Yet, analyzing finances and trends during this transition from print to digital publishing involves interpreting incomplete historical data; it is too soon to be certain how libraries, researchers and other users will continue to respond to the shift. This is why the AAA cannot request that its sections, staff or UCP, to whom it contracts for services, provide guarantees for revenue. AAA can and does, routinely evaluate UCP's services. UCP is charged with successfully performing their defined contractual services for all of AAA's publishing program, not the specific quantitative results of their efforts. Digital institutional subscriptions to 11 of AAA's journals began in 2005, and as is common with a startup year, there have been delays, unanticipated complexities in negotiating license agreements, timing issues related to different fiscal years between AAA and UCP, and difficulties in locating and digitizing all of AAA's legacy publications. 

While Biella points out the Society for Visual Anthropology's feat in catching up its publication, Visual Anthropology Review (VAR), he neglects to explain the financial impact of not having published it for several years. For one it contributed to the 7% decline in VAR institutional subscribers between 1999 and 2004. Secondly, SVA's fund balance increased because it did not incur the editorial and production costs during those years. Finally, it meant that when the SVA produced two double issues, rather than its normal two single issues this year, the 2005 editorial and production budget increased twofold. 
 
Just What Is AnthroSource?

AnthroSource, the digital component of the association's publishing program, is currently a portal designed to house and archive legacy and current AAA digital publications, while also providing functionality to facilitate quick and comprehensive scholarly research. Over time, AnthroSource will evolve into a comprehensive scholarly and practitioner portal. The AnthroSource Steering Committee is responsible for assessing user needs and recommending its future content and products. Yet, each member's perception of AnthroSource varies, meaning it has arguably become both a floating signifier for the hopes and dreams of the tech-savvy visionary and the scapegoat for the more down-to-earth accountant-type needing to explain budgetary woes.

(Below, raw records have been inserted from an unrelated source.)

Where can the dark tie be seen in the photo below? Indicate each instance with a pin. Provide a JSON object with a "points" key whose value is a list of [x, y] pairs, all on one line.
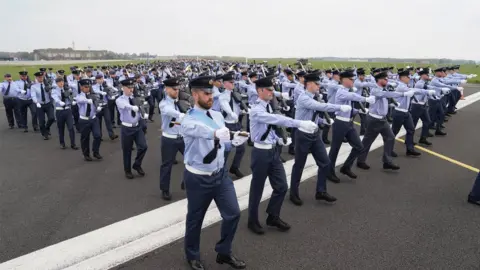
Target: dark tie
{"points": [[130, 100], [8, 89], [42, 91], [212, 154], [89, 109]]}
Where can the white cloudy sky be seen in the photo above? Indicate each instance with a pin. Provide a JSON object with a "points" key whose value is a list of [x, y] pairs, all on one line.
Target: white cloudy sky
{"points": [[261, 28]]}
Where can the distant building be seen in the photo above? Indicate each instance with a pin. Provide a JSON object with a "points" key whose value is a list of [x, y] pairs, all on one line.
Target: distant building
{"points": [[68, 54]]}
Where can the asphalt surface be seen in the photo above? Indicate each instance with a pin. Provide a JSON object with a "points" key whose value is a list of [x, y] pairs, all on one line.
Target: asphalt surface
{"points": [[416, 218], [48, 195]]}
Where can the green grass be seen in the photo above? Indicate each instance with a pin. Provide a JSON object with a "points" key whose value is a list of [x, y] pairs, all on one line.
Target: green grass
{"points": [[14, 69]]}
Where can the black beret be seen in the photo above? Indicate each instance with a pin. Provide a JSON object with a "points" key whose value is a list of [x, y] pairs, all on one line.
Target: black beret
{"points": [[228, 77], [312, 77], [172, 82], [347, 74], [264, 82], [301, 73], [127, 82], [381, 75], [202, 82], [404, 73], [85, 82]]}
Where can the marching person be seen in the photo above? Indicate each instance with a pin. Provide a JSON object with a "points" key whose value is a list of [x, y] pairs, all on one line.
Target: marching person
{"points": [[266, 157], [63, 110], [206, 139], [311, 142], [88, 121], [40, 93], [133, 129], [172, 140], [10, 101]]}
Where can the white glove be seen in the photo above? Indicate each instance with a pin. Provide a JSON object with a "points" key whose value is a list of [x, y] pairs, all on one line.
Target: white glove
{"points": [[370, 99], [180, 118], [345, 108], [409, 93], [223, 134], [238, 140], [308, 126], [281, 142]]}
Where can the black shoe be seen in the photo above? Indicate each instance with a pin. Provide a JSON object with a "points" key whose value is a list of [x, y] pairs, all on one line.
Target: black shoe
{"points": [[348, 172], [333, 177], [129, 175], [139, 170], [473, 201], [236, 172], [278, 223], [424, 141], [166, 195], [296, 200], [363, 166], [231, 260], [256, 228], [325, 197], [390, 166], [196, 265], [413, 153]]}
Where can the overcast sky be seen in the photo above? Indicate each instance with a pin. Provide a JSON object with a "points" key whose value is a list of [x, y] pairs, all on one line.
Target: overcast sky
{"points": [[261, 28]]}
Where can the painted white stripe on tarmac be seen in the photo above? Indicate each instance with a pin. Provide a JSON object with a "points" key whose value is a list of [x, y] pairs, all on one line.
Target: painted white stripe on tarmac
{"points": [[128, 239]]}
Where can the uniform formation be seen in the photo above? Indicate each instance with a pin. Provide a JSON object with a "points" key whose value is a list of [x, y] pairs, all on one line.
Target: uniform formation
{"points": [[209, 109]]}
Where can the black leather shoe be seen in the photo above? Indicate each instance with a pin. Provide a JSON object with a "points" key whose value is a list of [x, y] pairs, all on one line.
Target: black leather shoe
{"points": [[166, 195], [413, 153], [236, 172], [363, 166], [325, 197], [278, 223], [129, 175], [139, 170], [424, 141], [348, 172], [390, 166], [231, 260], [332, 177], [196, 265], [296, 200], [256, 228]]}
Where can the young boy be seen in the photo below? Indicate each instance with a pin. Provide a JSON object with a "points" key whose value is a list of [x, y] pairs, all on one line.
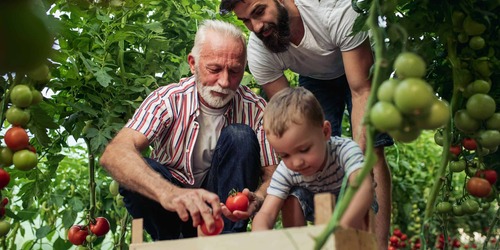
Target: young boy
{"points": [[311, 162]]}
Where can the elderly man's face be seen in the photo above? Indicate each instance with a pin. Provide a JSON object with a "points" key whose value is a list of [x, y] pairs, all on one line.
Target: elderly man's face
{"points": [[219, 69], [268, 19]]}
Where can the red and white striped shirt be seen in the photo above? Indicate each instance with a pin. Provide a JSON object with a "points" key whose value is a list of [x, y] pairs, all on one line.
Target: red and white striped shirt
{"points": [[167, 117]]}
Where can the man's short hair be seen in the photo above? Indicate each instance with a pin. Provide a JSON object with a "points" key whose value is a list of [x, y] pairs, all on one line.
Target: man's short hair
{"points": [[227, 6], [292, 105]]}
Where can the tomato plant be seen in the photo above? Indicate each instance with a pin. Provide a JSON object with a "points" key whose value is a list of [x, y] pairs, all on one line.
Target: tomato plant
{"points": [[4, 178], [77, 234], [24, 160], [100, 227], [489, 174], [21, 96], [16, 138], [469, 143], [478, 187], [219, 226], [237, 202]]}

In an effort to ensure AnthroSource isn't made a scapegoat, let us set out some terms for interpreting publication budgets. AAA/section-sponsoring publications have three types of expense: print publication costs, UCP management fees and digital operating expense. Print publication costs, incurred by each publication whether it uses UCP or not, include copyediting, composition, printing and distribution. In 2004 print publishing costs comprised 57% of Visual Anthropology Review's budget.

UCP management fees, charged to publications using UCP, include the labor cost for fulfillment, production control, and marketing and administration. Publications were similarly charged overhead when AAA staff handled editorial and production activities in-house. What is different, however, is UCP's extensive expertise in marketing and promotion. They are using this expertise in developing and implementing a marketing plan. In 2004 UCP management fees consisted of 41% of Visual Anthropology Review's budget.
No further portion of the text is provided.